Alors pourquoi pas le hidjab et le turban dans la fonction publique puisque nous sommes de nulle part et de partout en même temps ? Cette laïcité ouverte au port de signes religieux dans la fonction publique ne fait pas que violer la neutralité de nos institutions, c’est aussi une ouverture sur le multiculturalisme encourageant l’affirmation des signes qui renforcent la différenciation et l’exclusion. Après on viendra nous dire que la religion, ce n’est pas de la politique!

Le secret pour ouvrir cette laïcité? Pulvériser l’État et la collectivité en nous faisant croire qu’il n’y a que des individus qui ont tous les droits en vertu des Chartes mais qui ne sont citoyens de rien parce qu’on n’est pas citoyen d’une Charte mais bien citoyen d’un État, d’un État qui défend des valeurs communes comme la laïcité, le fait français et l’égalité des sexes.

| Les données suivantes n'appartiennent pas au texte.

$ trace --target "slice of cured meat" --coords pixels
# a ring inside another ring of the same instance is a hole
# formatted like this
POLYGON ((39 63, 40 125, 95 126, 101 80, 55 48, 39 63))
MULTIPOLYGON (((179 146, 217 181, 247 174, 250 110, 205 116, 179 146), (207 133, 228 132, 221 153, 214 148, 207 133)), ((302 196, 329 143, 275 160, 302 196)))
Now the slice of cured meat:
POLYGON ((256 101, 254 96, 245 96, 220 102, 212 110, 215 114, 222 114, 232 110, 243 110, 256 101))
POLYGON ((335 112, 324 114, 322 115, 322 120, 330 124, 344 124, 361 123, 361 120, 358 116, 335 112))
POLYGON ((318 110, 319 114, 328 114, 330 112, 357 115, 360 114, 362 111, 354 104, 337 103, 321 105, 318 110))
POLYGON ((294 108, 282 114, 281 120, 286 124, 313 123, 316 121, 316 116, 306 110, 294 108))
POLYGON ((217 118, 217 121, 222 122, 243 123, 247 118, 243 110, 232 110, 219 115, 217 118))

Ces Chartes qui en matière d’accommodements religieux font peser plus lourd dans la balance la Commission des droits de la personne que l’Assemblée nationale, où se retrouvent nos députés et nos ministres, les représentants élus de l’État.

Ce qui en matière de droit fait peser plus lourd les droits individuels que les droits collectifs, fait donc peser plus lourd la liberté religieuse que les droits des femmes. Plus lourd le hidjab que son sexisme outrageant.

Et le top du secret pour ouvrir la laïcité, c’est encore une fois de nous faire croire qu’il n’y a que l’individu, électron libre devant Dieu et dont la religion est personnelle, comme si une religion pouvait être personnelle et nous faire oublier combien ils sont nombreux à être personnel de la même façon…

L’intérêt d’une telle astuce? Justifier le caractère subjectif de la croyance et faire de la sincérité du croyant un critère suffisant pour fonder sa liberté de religion. Il suffit d’être sincère pour que n’importe quoi devienne sa religion. C’est jusqu’à maintenant l’interprétation généreuse qu’ont privilégié les juges de la cour Suprême et qui a pour effet de donner préséance à la liberté religieuse.

Mais le top du top secret pour ouvrir la laïcité, c’est de nous présenter le smartie religieux comme étant seul avec son Dieu, rempli de foi, sans idéologie sexiste et homophobe, sans organisation et sans financement, sans la moindre possibilité d’appartenir à un mouvement islamiste qui milite pour que la loi religieuse prime sur nos lois civiles.

La laïcité ouverte, c’est l’absolue négation du collectif. Négation de la nation, négation des droits des femmes et négation de l’intégrisme politico-religieux.

On comprend mieux pourquoi ses partisans ne parlent jamais de sexisme, de nationalisme ou d’intégrisme. Rien de collectif, rien qui pourrait offrir une quelconque résistance. Cette laïcité, un bijou de néo-libéralisme.

Ce retour du religieux menace nos droits, celui des femmes tout particulièrement, et il est d’autant plus dangereux qu’il se présente comme le contraire de ce qu’il est, une sorte de laïcité «cool» qui n’est en fait qu’une subtile et solide défense du religieux qui se porte à l’assaut de nos institutions publiques.

La plus belle preuve de cela, nous l’avons eu, il y a à peine quelques jours, avec  le projet de loi 94 du gouvernement Charest. Imaginez un projet de loi pour interdire aux employés et aux usagers de l’État d’avoir le visage voilée dans nos institutions et services publics. Une loi exprès pour dire aux gens que nous ne devons pas être cagoulés ou niqabés dans nos écoles, nos hôpitaux et nos ministères.

Quand on s’y arrête, la chose frise le ridicule et est aussi stupide que si le gouvernement avait légiféré pour nous dire que l’on ne doit pas être nu dans nos institutions publiques.

S’il avait fait cela, tout le monde aurait rigolé. Et pourtant là, tout le monde prend ça au sérieux. Ça fait les manchettes et la une des journaux depuis quelques jours. Tout le monde prend ça au sérieux, parce que c’est vrai, que c’est la réalité et que nous en sommes rendus là. Et que dans le fond, ça signifie qu’il se passe des choses pas très catholiques dans ce gouvernement et que La Mecque se rapproche de Québec.